When Winston Weinberg, co-founder of legal AI company Harvey, turned 30 last year, he marked the occasion with three work calls and a walk on the beach.
While many young people would resent the lack of celebration, he thinks founders should be “willing to outcare and outwork other people”, adding: “In the AI space, we are on a compressed timeline, so what seemed fast execution-wise two years ago is simply not good enough now.”
Harvey was founded in 2022 as the brainchild of Weinberg, once a junior lawyer, and his friend and former DeepMind research scientist Gabe Pereyra. It has grown from one client to more than 500 over the past three years, spanning some of the world’s largest law firms and companies, with annual recurring revenue of $100mn.
Harvey was valued at $5bn after its last funding round in June, co-led by US venture capital firm Kleiner Perkins and investment firm Coatue, with funds also coming from Open AI and Sequoia.
Like many industries, AI has become a buzzword in the legal sector as lawyers and technology specialists spy a chance to eliminate some of the process-driven aspects of the job. However, sensitivities around data coupled with lawyers’ risk aversion has slowed meaningful changes to the workforce — or client bills.
Harvey is one of the few operators that has punched through after legal giant A&O Shearman took a punt and became its first customer. The business uses large language models (LLMs) to speed up tasks including document review and legal research with the aim of freeing up lawyers to do more sophisticated work.
Alongside law firms, in-house legal and compliance teams at the likes of private equity giant KKR and asset manager Bridgewater Associates have also signed up.
Running Harvey means Weinberg lives out of hotel rooms for half the year as the company, which also counts Google Ventures among its investors, tries to remain the largest legal AI start-up.
“I don’t think the billable hour is going to, like, go away in the next two or three years,” he said over coffee at Claridge’s, where he is staying along with celebrities including actor Tom Hanks spotted in reception.
Weinberg added: “I think what’s going to happen is a lot of tasks are going to turn into a fixed fee and then I think the billable hour for high-end partners — that’s going to stay the same.”
For its backers, Harvey, named after Harvey Specter, the smooth-talking corporate lawyer in the American TV drama Suits, and Harvard University, offers a way to tap into the billion-dollar revenues of the world’s largest law firms, where top partners can take home pay packets in the double-digit millions.
Pat Grady, a partner at Harvey investor Sequoia, said it was “amazing . . . how quickly they [Harvey] became the trusted partner” in the industry.
“If you’re a partner at a law firm and you A/B test Harvey versus a third-year associate, you get better work out of Harvey faster,” said Grady. “It’s largely making lawyers a lot more productive.”
Not everyone is a fan, however. A quick scan of Reddit messaging boards throws up criticisms from “Harvey is a Silicon Valley bubble that mistook practising law for just parsing PDFs”, to accusations that the hype around the company is akin to the “emperor’s new clothes”.
Most of the criticism centres on the idea that Harvey offers little more than ChatGPT, which underpins its technology.
A spokesperson for Harvey said: “What differentiates Harvey in the market is that we are purpose built for legal, and specifically, our multi-model approach, capacity for bulk uploading documents, and commitment to enterprise security are three of the core reasons customers choose us over consumer solutions or other tools.”

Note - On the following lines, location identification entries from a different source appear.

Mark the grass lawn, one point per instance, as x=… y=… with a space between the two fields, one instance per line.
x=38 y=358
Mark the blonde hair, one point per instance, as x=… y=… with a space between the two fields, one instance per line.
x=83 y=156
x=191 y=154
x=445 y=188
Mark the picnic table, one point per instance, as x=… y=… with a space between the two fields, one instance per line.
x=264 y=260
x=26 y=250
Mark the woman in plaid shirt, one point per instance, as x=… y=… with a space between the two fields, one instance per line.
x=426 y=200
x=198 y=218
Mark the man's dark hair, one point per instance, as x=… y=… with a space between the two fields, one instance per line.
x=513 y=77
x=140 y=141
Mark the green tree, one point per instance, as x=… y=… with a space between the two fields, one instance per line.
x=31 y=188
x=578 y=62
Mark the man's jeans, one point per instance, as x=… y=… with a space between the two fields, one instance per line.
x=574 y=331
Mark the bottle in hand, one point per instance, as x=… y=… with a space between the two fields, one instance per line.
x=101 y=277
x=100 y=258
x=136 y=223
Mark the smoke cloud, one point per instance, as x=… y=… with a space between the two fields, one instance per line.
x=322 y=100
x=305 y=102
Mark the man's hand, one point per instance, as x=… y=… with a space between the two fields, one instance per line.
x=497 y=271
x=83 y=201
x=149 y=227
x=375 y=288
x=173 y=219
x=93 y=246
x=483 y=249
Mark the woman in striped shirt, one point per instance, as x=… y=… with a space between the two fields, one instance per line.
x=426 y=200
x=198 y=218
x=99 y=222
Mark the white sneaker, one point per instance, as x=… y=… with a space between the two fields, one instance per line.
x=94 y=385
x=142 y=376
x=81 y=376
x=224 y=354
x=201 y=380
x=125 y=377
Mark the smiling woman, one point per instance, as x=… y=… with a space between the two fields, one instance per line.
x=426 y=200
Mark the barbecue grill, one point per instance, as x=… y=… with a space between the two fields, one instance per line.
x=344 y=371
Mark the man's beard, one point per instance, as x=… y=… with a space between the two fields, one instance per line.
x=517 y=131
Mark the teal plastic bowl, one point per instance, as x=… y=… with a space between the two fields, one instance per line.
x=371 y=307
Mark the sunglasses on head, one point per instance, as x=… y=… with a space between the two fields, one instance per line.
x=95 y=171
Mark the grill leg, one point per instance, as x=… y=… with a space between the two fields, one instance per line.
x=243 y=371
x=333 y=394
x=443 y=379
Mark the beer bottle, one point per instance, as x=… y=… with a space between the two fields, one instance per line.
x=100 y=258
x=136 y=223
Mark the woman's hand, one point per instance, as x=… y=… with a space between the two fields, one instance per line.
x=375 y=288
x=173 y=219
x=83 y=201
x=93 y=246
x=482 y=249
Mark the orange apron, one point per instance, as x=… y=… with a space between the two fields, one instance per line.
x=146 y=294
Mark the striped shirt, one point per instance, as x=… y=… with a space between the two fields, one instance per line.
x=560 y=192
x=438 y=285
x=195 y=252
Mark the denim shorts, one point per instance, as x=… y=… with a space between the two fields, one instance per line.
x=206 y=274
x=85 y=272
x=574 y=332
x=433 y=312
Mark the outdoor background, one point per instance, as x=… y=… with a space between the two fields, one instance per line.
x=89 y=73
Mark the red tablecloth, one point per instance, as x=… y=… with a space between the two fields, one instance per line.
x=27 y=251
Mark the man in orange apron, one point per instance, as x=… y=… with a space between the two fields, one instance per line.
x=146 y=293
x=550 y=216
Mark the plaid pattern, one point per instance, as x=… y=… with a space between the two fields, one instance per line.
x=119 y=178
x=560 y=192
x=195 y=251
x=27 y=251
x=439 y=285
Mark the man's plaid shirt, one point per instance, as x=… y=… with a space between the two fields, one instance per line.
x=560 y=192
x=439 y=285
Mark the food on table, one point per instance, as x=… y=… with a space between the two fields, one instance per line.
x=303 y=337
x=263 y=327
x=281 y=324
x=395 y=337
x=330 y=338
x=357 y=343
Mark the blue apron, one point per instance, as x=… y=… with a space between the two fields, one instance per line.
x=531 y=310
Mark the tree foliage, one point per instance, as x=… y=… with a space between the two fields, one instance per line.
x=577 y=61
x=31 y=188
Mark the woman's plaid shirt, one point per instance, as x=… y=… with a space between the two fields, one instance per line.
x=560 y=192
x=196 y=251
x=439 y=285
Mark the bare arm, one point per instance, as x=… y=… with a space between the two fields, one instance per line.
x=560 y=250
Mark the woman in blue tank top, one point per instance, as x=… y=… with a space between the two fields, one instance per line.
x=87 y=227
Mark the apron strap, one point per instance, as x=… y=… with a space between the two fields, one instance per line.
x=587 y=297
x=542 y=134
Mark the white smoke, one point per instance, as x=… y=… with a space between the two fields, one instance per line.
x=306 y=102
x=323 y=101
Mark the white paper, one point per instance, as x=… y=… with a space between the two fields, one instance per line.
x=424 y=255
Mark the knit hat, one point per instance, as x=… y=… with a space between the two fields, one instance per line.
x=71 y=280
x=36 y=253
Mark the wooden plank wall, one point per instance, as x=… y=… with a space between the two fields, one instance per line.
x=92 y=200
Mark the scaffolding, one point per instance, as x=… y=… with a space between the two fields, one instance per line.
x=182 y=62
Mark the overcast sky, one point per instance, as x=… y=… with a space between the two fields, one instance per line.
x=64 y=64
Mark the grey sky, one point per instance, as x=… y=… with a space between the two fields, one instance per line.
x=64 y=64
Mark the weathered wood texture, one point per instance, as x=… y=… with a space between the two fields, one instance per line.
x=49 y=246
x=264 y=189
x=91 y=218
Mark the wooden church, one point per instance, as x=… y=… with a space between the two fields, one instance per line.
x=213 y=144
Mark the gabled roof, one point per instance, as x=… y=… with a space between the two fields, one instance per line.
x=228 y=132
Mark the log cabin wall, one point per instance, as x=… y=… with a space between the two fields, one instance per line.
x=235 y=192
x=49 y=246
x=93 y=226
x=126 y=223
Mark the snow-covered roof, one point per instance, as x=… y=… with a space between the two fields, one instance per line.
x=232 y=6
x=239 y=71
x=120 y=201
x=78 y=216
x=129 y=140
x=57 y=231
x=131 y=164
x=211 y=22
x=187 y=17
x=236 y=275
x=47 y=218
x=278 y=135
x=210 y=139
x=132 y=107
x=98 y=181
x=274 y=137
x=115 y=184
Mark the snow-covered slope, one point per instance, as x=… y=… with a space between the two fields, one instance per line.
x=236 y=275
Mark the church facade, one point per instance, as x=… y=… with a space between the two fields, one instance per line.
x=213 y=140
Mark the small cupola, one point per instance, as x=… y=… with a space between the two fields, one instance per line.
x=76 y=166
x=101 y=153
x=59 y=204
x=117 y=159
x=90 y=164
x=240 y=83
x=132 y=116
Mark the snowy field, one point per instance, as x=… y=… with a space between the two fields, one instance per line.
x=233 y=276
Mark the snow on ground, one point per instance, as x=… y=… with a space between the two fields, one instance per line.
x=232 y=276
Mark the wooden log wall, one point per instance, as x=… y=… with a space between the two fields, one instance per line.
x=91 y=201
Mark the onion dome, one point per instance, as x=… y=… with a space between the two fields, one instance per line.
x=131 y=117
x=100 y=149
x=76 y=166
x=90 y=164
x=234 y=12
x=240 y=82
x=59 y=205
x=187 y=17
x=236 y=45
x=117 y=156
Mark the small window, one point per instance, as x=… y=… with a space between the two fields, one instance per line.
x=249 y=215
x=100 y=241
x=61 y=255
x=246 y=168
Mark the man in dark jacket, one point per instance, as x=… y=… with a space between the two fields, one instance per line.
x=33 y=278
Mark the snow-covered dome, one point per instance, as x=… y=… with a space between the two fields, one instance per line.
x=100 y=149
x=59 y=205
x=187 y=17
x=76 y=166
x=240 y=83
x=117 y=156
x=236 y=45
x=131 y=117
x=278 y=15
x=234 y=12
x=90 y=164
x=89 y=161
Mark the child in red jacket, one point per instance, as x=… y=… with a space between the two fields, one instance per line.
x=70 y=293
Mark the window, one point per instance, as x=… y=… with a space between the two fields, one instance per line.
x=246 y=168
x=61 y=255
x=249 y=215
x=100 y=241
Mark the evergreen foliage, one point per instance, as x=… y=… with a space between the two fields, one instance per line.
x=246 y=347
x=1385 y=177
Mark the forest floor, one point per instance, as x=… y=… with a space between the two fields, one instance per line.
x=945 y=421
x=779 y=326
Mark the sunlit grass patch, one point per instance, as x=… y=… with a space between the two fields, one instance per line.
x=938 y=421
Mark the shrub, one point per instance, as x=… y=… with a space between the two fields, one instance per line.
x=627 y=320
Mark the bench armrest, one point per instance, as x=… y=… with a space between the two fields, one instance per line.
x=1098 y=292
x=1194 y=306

The company said the tool costs “a few hundred dollars per person per month on average”.
Harvey is also not alone in the race to become the AI solution for law.
On my way to meet Weinberg, an ad for Luminance — another AI legal company founded in 2015 and backed by the late UK tech entrepreneur Mike Lynch — flashes on screens alongside the escalator from the London underground platform.
Other competitors include Sweden’s Legora, the “AI workspace for lawyers”, and Germany’s Noxtua, developed with law firm CMS.
Still, a combination of its top-flight investors and early entry to the market means that Harvey’s valuation is more than seven times that of Legora, its nearest competitor.
The company may list in the future, said Weinberg, but he is keen to remain independent in the near term.
Harvey this year entered into a partnership with LexisNexis, one of the biggest repositories of legal data, with the aim of developing tools such as motion to dismiss and motion for summary judgment arguments for litigators.
The company is also opening an office in Australia this month and Toronto in October, and plans a presence in Germany and India alongside its London, San Francisco, and New York bases.
Weinberg seems unfazed by his rapid acceleration from working in a shared Airbnb to staying in luxury hotels.
“At the end of the year when things are a little bit more quiet, I always have a kind of, like, ‘what is going on?’ moment,” he said. “I like to say that we need to move really, really fast — but actually don’t break things.”